Species of butterfly

Pieris ergane, the mountain small white, is a butterfly of the family Pieridae. It is found in Southern Europe, Asia Minor, Syria, Iraq, Iran and Transcaucasia.

==Description in Seitz==
[The length of the forewings is 19–24 mm.]
P. ergane Hhn. (= narcaea Frr) (20 d), from South-East Europe and Asia Minor, is beneath devoid
of black markings in male and female. The seasonal forms appear to differ only slightly; however, we
have not been able to ascertain anything certain on that point. — longomaculata Rostagno is yellowish white
above, the black spots of forewing are deeper in colour, larger, prolonged, the forewing beneath is
straw- colour, with chrome -yellow apical spot, the hindwing beneath being also chrome -yellow. — In female ab. magnimaculata Rostagno the black spots are still more developed than in longomaculata, while in male ab. semimaculata Rostagno the upperside of forewing, except the dark apical spot, is entirely white.
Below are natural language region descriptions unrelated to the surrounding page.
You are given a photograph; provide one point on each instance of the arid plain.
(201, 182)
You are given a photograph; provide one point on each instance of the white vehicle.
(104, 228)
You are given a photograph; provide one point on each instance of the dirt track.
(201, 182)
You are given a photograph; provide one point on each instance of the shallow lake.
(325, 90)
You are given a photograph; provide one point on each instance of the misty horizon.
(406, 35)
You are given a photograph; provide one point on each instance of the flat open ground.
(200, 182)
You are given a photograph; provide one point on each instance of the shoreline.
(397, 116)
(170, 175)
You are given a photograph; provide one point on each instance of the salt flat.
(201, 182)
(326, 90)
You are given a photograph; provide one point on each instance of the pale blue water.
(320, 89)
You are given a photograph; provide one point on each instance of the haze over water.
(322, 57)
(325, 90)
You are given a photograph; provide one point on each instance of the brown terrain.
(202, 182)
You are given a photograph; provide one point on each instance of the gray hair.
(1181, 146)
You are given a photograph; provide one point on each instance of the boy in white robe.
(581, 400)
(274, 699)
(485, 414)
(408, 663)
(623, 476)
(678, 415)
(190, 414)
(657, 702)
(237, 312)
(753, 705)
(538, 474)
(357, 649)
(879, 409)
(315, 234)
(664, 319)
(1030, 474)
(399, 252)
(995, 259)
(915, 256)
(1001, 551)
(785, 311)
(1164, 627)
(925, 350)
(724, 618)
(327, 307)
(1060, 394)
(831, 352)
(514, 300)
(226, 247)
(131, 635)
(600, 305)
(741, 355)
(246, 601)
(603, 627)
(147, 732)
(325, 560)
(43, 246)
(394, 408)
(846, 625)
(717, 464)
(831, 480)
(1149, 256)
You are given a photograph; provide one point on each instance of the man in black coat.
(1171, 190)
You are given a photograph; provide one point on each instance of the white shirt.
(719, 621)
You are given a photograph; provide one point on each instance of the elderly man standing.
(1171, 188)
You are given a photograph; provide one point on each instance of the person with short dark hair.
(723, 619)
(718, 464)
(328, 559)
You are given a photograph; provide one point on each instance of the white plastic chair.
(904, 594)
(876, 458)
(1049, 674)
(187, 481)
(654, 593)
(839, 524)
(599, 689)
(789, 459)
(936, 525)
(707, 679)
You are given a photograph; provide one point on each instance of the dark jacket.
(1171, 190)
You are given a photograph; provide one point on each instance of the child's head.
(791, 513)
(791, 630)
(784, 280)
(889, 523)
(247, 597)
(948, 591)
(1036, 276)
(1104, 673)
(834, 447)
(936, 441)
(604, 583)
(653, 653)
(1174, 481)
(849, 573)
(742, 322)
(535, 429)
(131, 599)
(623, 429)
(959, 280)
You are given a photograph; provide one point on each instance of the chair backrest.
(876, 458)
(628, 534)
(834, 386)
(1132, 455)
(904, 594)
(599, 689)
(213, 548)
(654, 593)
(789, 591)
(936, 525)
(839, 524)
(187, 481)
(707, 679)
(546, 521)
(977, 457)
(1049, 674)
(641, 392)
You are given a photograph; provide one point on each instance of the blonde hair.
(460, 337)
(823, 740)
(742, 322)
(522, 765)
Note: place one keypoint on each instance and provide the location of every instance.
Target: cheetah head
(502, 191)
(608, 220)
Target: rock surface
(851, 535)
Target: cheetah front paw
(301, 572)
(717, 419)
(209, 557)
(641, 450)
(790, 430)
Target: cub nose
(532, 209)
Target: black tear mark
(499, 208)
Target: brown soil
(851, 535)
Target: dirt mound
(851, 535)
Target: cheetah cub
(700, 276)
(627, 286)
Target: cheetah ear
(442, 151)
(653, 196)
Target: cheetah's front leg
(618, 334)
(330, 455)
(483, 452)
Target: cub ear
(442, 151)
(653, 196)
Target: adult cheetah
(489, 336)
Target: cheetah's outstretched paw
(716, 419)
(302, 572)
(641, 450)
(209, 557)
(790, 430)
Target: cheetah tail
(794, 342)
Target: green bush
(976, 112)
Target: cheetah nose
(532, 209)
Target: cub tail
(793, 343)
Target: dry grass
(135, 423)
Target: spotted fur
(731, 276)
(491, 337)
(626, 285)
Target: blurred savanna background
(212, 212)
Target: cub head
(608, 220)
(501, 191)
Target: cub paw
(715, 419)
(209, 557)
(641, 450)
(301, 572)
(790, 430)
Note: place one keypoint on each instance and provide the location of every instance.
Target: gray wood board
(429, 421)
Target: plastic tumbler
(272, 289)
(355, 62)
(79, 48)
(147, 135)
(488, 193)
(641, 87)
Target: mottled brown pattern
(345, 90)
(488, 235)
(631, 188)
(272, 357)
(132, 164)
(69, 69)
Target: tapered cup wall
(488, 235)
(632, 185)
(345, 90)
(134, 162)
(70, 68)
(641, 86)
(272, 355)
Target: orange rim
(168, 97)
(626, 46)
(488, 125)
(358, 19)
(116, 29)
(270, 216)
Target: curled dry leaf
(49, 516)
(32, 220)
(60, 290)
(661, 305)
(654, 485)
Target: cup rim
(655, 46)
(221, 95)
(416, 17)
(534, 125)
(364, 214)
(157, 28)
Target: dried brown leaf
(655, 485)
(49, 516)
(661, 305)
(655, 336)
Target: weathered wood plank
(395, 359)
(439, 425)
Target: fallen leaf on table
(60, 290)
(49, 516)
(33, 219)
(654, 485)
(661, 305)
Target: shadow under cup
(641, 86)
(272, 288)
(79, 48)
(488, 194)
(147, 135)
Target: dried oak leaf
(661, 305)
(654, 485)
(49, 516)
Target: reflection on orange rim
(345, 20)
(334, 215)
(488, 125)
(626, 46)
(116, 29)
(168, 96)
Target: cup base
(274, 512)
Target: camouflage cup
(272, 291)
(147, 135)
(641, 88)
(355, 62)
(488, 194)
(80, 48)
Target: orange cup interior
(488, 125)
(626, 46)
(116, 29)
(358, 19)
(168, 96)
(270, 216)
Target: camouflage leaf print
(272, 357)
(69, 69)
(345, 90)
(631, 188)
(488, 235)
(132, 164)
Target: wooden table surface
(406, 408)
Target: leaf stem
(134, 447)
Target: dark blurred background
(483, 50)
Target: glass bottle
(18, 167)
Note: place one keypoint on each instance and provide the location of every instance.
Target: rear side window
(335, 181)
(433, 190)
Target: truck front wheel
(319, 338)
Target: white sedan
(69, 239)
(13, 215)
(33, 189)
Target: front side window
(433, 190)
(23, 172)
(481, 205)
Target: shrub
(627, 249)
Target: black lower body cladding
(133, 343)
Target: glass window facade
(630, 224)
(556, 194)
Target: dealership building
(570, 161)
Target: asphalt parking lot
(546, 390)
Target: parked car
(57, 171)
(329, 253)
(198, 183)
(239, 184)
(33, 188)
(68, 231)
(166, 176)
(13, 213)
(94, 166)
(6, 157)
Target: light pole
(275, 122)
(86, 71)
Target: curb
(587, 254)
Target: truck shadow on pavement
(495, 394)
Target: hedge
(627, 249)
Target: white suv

These 3 forms have been observed in Central Italy. — Larva dull blue-green, head bluish green, the whole body dotted with numerous small black white-hairy warts, mouth-parts pale brown, the stigma-line represented on each segment only by a yellow spot, in which is situated the dark-brown-edged light brown stigma, thoracical legs coloured like the body, claws light brown, prolegs with light brown soles (Spuler).

==Biology==

Adults are on wing from April to September in two to three generations

The larvae feed on Aethionema saxatile and Aethionema orbiculatum.